Patients largely benefit from telehealth because they have improved access to medical care. There are countless reasons why in-person visits can be a challenge or a burden for patients, even before the COVID-19 pandemic. Patients might live far from medical care, have mobility issues, or feel uncomfortable attending in-person for other reasons. Telehealth services allow all of these patients to access care from the safety and comfort of their own homes or other familiar spaces.
Unfortunately, healthcare can be expensive, and this is another place where telehealth offers a benefit. Not having to travel, and not having to repeatedly visit hospitals and other facilities adds up to a lot of savings.

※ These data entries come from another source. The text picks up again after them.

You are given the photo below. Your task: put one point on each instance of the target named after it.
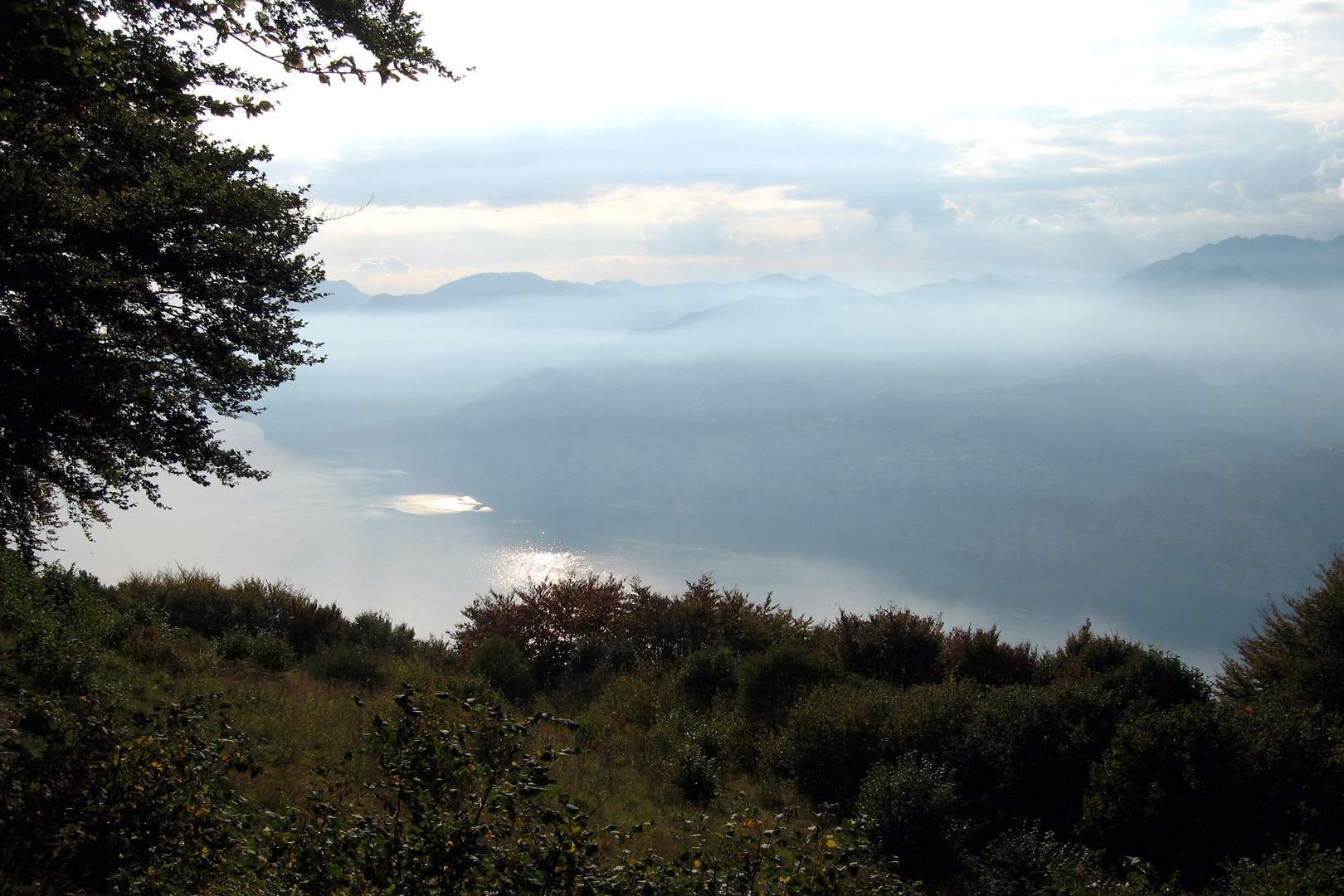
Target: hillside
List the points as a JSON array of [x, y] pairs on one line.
[[178, 735]]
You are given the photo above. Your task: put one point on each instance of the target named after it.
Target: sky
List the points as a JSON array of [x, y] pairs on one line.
[[888, 144]]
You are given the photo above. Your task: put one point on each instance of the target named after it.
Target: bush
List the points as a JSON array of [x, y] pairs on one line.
[[375, 631], [1174, 790], [771, 683], [889, 645], [694, 772], [1300, 869], [834, 738], [102, 801], [348, 664], [707, 674], [503, 665], [977, 655], [912, 815], [266, 650]]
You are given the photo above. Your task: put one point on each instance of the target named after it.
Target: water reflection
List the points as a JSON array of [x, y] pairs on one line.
[[531, 563]]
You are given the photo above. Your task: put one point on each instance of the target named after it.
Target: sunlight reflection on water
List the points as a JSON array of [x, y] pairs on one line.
[[531, 563]]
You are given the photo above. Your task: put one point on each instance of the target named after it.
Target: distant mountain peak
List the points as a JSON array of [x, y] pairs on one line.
[[1270, 258], [477, 289]]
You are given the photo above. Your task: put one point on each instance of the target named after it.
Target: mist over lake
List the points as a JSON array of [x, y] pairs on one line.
[[1159, 455]]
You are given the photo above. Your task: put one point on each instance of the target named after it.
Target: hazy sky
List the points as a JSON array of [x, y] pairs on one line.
[[886, 144]]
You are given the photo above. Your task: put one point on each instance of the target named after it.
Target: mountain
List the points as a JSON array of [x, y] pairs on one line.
[[1265, 260], [481, 289], [342, 297], [986, 286], [767, 286]]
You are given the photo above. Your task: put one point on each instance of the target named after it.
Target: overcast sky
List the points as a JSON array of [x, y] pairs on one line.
[[886, 144]]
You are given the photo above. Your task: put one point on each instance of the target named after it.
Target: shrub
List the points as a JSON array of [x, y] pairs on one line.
[[771, 683], [977, 655], [102, 801], [1174, 790], [912, 815], [707, 674], [1300, 869], [348, 664], [834, 738], [889, 645], [694, 772], [1298, 650], [375, 631], [266, 650], [503, 665]]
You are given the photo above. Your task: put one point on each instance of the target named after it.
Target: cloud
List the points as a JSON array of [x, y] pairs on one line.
[[1050, 140], [374, 266], [1047, 192], [431, 504]]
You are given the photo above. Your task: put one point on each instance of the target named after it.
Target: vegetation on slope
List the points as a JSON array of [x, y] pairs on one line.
[[173, 733]]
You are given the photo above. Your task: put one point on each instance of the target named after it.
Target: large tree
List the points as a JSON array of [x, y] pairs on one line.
[[149, 273]]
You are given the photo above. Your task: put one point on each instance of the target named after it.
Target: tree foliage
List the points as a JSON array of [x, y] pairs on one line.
[[149, 273]]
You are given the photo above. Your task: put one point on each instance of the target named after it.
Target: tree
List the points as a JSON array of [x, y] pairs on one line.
[[1298, 652], [149, 273]]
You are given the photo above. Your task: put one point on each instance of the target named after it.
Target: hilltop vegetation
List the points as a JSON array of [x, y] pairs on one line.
[[173, 733]]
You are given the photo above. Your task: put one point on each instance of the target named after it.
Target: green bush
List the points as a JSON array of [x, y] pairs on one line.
[[771, 683], [834, 738], [1300, 869], [889, 645], [1175, 790], [977, 655], [269, 652], [347, 664], [375, 631], [105, 801], [707, 674], [503, 664], [912, 815]]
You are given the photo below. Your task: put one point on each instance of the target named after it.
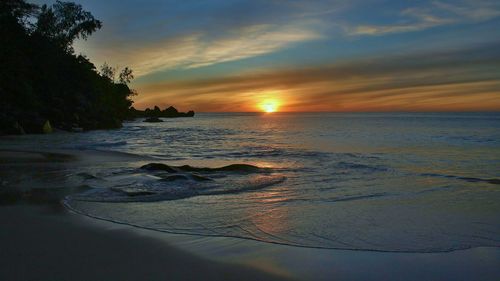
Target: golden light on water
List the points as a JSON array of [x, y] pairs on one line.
[[269, 106]]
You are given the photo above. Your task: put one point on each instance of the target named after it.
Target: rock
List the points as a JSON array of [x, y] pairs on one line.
[[47, 128], [153, 120]]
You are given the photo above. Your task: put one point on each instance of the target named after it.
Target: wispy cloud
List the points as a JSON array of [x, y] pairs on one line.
[[198, 50], [436, 13]]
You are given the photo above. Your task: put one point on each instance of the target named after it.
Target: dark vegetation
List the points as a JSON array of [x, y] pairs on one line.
[[153, 115], [45, 85]]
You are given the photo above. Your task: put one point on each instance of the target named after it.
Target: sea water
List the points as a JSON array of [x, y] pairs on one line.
[[405, 182]]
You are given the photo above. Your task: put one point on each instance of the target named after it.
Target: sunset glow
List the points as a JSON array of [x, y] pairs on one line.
[[311, 57]]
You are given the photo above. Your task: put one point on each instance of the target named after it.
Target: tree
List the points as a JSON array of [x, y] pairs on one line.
[[108, 72], [17, 9], [64, 22], [126, 75]]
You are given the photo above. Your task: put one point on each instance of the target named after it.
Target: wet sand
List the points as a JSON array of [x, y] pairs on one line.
[[44, 243], [42, 240]]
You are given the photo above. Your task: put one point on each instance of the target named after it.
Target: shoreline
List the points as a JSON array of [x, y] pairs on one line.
[[47, 244]]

This approach also improves quality of care. This 2015 study shows telehealth improved hospital admissions and readmissions substantially, and greatly reduced the number of days patents are likely to spend in hospital.
It’s little surprise that, with better access to care, less cost associated with healthcare, and improved quality, patients are more satisfied. Telehealth services, being on-demand, are accessible, convenient, and flexible for patients.
There are also benefits of telehealth for doctors and other healthcare practitioners. Many practitioners, especially specialists, are finding that they can launch their own platforms and extend their patient base. Instead of being restricted to the people who can come through the door, practitioners have the option of attracting more people with more convenient models. And, when they build a patient base, it is easier to engage those patients thanks to remote monitoring and self-service options.
Just as patients find telehealth more efficient and accessible, providers will also find that a virtual health model can improve workflow and efficiency. It is easier to triage cases, prioritize care, and improve communication amongst staff, other providers, and patients. Patients are happier, which takes a lot of stress away from providers and clinic staff.
And, just as telemedicine saves money for patients, it reduces practice overhead for providers. Further, telehealth services not only reduce overhead costs per visit, it increases practice revenue. Telehealth is less time consuming, can offer a competitive advantage against other practitioners who are only doing in-office work, and reduces costly no-shows.
For practitioners who need the convenience and flexibility of staying home or working from various locations, telehealth can make this a reality. During the pandemic many clinic shut their doors or reduced hours, but providers using telemedicine were able to continue working. Going forward, this flexible model can improve work-life balance for everyone involved in medicine.
There are some challenges to telemedicine, of course, Some practitioners worry about insurance reimbursement, so it is good news that regulatory changes are becoming permanent. For example, the Centers for Medicare & Medicaid Services expanded reimbursable telehealth codes for the 2021 physician fee schedule. There are still some uncertainties in this realm, which may pose a challenge for some.
It can also be challenging to get telehealth going, though the COVID-19 situation has pushed this method of care along. Some people are resistant to change — practitioners, insurers, administrators, and patients alike — but there is now widespread proof that telehealth can work. This also helps in dealing with those who are fearful or distrustful of technology and medicine intersecting, now that telemedicine is on the rise.
Privacy, policy, and jurisdictional issues may also come up. Everyone involved in telehealth should understand the regulations and responsibilities ascribed to them, and use a system that meets every standard for compliance.
Overall, the benefits of telehealth are clear. And, with more and more patients interested in this form of virtual health, and investors funneling funds into the tech, there’s no better time than now to get started with virtual health.